In 1896 Sutherland, a Republican, joined the first Utah House of Representatives. In 1899 he was admitted to the bar of the United States Supreme Court, and from 1900 to 1903 he served as Utah's only Representative in the U.S. House. He then served in the U.S. Senate from 1905 to 1916. During this period, he supported much progressive legislation, including a Utah law for an eight-hour day in the mining and smelting industries, as well as national statues such as the Pure Food and Drug Act.

Defeated for the Senate nomination in 1916, Sutherland went into private law practice, served as president of the American Bar Association, and became an advisor to Republican presidential hopeful Warren G. Harding in the campaign of 1920. Harding's election and the sudden resignation of a Supreme Court justice in 1922 paved the way for Sutherland's appointment to the bench.

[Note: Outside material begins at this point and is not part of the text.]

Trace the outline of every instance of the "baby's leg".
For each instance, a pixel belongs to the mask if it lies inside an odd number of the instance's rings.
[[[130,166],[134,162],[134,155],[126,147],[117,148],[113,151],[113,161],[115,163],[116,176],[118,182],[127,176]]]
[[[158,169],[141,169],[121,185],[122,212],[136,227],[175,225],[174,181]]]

Sutherland's Supreme Court record belied his earlier progressive stance. He penned such majority opinions as the landmark Adkins v. Children's Hospital, which outlawed a minimum wage for women. In the thirties, he opposed most of the New Deal legislation, and became the intellectual leader of the "Four Horsemen"--the four conservative justices consistently voting against President Franklin D. Roosevelt's programs. He retired from the Court in January 1938 and died on 18 July 1942. He retained the respect of his peers throughout his career and is rated by many historians as "near great" for his Supreme Court performance.